Азиат, по-моему, даже не взглянул на него.

– Зачем вы сюда приехали? – спросил он совершенно равнодушно и прямо-таки с механической интонацией. – Вас сюда не приглашали.

– Я же сказал: мы ищем человека.

Китаец смотрел куда-то мимо меня, я резко обернулся и увидел, что один из громил в камуфляже приближается к нам, да не один, а в сопровождении маленького человечка неопределенного возраста, вероятнее всего, представителя какой-нибудь алтайской народности. Мужчины тоже преодолели ступеньки крыльца и поднялись к нам.

– Дядя Кота, – звонко вдруг выкрикнул один из китайчат, толпящихся внизу, – они к нам на картошку работать приехали, да?

«Дядя Кота» не обратил на мальчишку никакого внимания. Он подошел ко мне, без видимого удовольствия оглядел мою персону и осведомился:

– Вы кто такие?

От алтайца разило ядреной смесью картофельного самогона и сырого лука.

– Добрый вечер, – не без яда сказал я.

– ЗдорОво, – несколько озадаченно произнес «дядя Кота».

– Мне нужно встретиться с одним человеком, – сказал я. – Он живет в этой деревне.

– Он работает? – спросил алтаец.

– Возможно… Не знаю, – честно ответил я. – Он археолог.

«Дядя Кота», кажется, понемногу начал сползать в когнитивный диссонанс.

– Да у нас тут из ваших только те, кто работает… Алкашня в основном. Ну и залетных кто привозит – тоже в основном пьянь всякую.

Я пока тоже ничего не понимал.

Тут заговорил пожилой китаец, обращаясь по-своему к «Дяде Коте». Тот отрицательно замотал головой и выдал седому какую-то фразу. Седой тоже выразил лицом легкое недоумение. Он потерял к нам всякий интерес, величественно повернулся и скрылся в своей «усадьбе», бросив последний взгляд на Аркадия, который тоже вылез из машины, бережно придерживая протез.

Походило на то, что мы действительно приперлись сюда ни селу ни городу.

– Чжэн Айлунь – наш хозяин, – объяснил алтаец, – спрашивает, человека, которого вы ищете, кто-то привез сюда? И вообще, вы сами привезли сюда работников? От кого? Если нет, вам тут вообще нечего делать. Ваши сюда не ездят, только людей привозят для работы.
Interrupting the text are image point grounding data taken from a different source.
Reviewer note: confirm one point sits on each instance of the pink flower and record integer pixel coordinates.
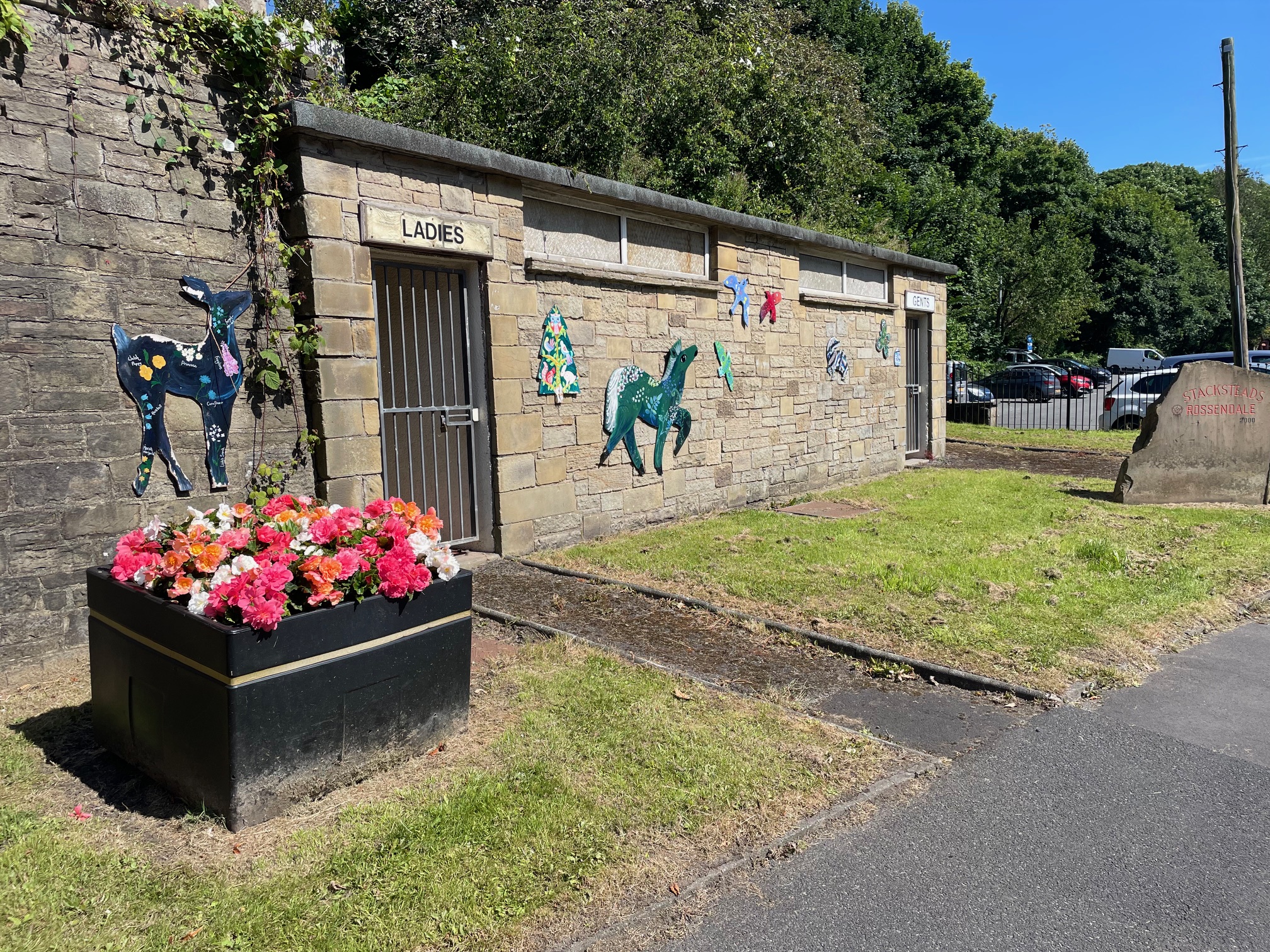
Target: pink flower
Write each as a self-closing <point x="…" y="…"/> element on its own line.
<point x="230" y="363"/>
<point x="235" y="538"/>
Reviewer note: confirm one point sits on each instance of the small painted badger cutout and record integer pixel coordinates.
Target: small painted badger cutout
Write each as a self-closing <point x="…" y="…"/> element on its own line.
<point x="632" y="395"/>
<point x="211" y="372"/>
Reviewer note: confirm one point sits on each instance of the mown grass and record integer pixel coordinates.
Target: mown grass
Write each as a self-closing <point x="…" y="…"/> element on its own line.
<point x="1101" y="441"/>
<point x="1034" y="578"/>
<point x="598" y="757"/>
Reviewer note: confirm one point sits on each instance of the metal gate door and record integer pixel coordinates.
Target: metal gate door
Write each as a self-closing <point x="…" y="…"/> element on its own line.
<point x="436" y="443"/>
<point x="918" y="385"/>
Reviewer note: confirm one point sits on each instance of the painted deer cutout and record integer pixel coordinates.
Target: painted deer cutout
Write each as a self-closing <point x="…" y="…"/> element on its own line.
<point x="152" y="366"/>
<point x="634" y="395"/>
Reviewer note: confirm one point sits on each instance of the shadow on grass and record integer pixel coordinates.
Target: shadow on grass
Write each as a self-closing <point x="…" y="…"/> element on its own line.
<point x="65" y="737"/>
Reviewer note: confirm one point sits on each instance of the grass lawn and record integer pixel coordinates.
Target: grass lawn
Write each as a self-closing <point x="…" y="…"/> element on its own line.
<point x="577" y="771"/>
<point x="1101" y="441"/>
<point x="1038" y="579"/>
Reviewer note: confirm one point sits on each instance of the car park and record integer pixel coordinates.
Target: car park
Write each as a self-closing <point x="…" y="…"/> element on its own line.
<point x="1126" y="404"/>
<point x="1097" y="376"/>
<point x="1025" y="382"/>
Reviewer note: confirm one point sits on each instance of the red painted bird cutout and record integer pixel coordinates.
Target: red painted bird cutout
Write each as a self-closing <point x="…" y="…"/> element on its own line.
<point x="769" y="309"/>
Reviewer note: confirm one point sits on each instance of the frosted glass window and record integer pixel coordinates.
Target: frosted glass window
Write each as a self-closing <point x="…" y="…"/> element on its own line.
<point x="865" y="282"/>
<point x="651" y="246"/>
<point x="820" y="275"/>
<point x="572" y="232"/>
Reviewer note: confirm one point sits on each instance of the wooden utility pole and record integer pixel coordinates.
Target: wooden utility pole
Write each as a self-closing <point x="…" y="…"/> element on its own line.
<point x="1235" y="246"/>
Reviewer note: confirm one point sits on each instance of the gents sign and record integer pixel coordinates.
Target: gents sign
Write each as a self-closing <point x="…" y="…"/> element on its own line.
<point x="426" y="230"/>
<point x="1221" y="400"/>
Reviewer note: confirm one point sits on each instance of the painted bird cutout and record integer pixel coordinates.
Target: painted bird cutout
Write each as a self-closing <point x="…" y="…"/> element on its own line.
<point x="724" y="363"/>
<point x="836" y="361"/>
<point x="632" y="395"/>
<point x="151" y="366"/>
<point x="740" y="297"/>
<point x="769" y="309"/>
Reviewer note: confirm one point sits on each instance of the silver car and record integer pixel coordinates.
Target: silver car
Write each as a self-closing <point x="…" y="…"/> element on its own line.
<point x="1126" y="404"/>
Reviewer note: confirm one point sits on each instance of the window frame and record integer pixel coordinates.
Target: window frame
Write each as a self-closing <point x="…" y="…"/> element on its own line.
<point x="844" y="261"/>
<point x="622" y="216"/>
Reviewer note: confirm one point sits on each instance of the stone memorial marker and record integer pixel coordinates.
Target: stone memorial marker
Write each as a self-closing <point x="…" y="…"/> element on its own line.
<point x="1206" y="441"/>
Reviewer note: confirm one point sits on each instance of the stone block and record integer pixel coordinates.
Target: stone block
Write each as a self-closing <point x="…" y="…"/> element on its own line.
<point x="539" y="503"/>
<point x="516" y="538"/>
<point x="456" y="198"/>
<point x="503" y="331"/>
<point x="347" y="378"/>
<point x="513" y="298"/>
<point x="328" y="178"/>
<point x="350" y="456"/>
<point x="516" y="472"/>
<point x="518" y="433"/>
<point x="642" y="499"/>
<point x="323" y="216"/>
<point x="332" y="261"/>
<point x="337" y="298"/>
<point x="511" y="363"/>
<point x="550" y="470"/>
<point x="108" y="198"/>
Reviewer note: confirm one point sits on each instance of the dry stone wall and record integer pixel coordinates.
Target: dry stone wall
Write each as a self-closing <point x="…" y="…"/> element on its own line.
<point x="96" y="230"/>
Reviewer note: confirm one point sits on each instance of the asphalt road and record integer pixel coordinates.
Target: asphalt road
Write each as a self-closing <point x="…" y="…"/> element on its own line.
<point x="1138" y="824"/>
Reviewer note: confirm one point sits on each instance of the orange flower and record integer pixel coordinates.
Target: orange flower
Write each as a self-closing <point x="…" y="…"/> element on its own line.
<point x="212" y="555"/>
<point x="430" y="524"/>
<point x="172" y="563"/>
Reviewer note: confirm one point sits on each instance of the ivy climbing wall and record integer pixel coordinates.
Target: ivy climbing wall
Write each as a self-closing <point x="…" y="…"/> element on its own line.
<point x="96" y="229"/>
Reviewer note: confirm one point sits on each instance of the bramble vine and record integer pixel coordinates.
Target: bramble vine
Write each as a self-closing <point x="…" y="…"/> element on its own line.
<point x="260" y="62"/>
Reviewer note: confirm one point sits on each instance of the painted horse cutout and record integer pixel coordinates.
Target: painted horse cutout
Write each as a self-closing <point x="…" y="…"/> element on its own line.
<point x="740" y="297"/>
<point x="632" y="395"/>
<point x="211" y="372"/>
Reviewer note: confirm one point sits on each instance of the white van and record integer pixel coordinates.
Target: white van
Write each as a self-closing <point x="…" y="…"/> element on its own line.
<point x="1133" y="360"/>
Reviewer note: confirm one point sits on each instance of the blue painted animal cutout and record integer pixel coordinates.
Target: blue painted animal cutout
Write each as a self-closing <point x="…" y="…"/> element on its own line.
<point x="740" y="297"/>
<point x="151" y="367"/>
<point x="632" y="395"/>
– На сезонные работы, что ли, устраивают?

– Да на какие сезонные, – скривился «дядя Кота». – Тут ведь так заведено: раз привезли, значит – насовсем.

До меня наконец дошло.

– Бомжей, что ли привозят?

– И их тоже…

– Так это типа «совхоз» такой, для людей без документов?.. Знаю про такие…

– Ну, не то что бы «совхоз», – усмехнулся «дядя Кота». – Скорее поместье.

Китайцу в камуфляже тоже стало скучно. Он спустился со ступенек на землю, шугнул детишек и закурил, поглядывая то на нас с алтайцем, то на стоящую посреди площади «тойоту».

В общем, становилось ясно. Мы приехали прямиком в неокрепостнический строй. Этот Чжэн, скорее всего, скупил целиком деревню, возможно, не сразу, а постепенно, как это сейчас заведено. Сначала по дешевке приобрел пустующие дома, которые мало-помалу заселил соотечественниками, которые принялись выносить мозг местным. Затем потряс пачкой денег, и купил дома, заселенные мелкими люмпенами – алкоголиками либо родственниками сидельцев. А остальным жителям предложил либо работать на них, либо убираться к дьяволу. Такие варианты мне тоже были известны. Правда, китайцы таким образом «осваивают» больше Приамурье и Забайкалье, но вот и до Алтая, значит, добрались… Картошечка, лучок… Медок. Вон пчелок-то сколько вокруг…

– А сами по себе к вам приезжают? – спросил я.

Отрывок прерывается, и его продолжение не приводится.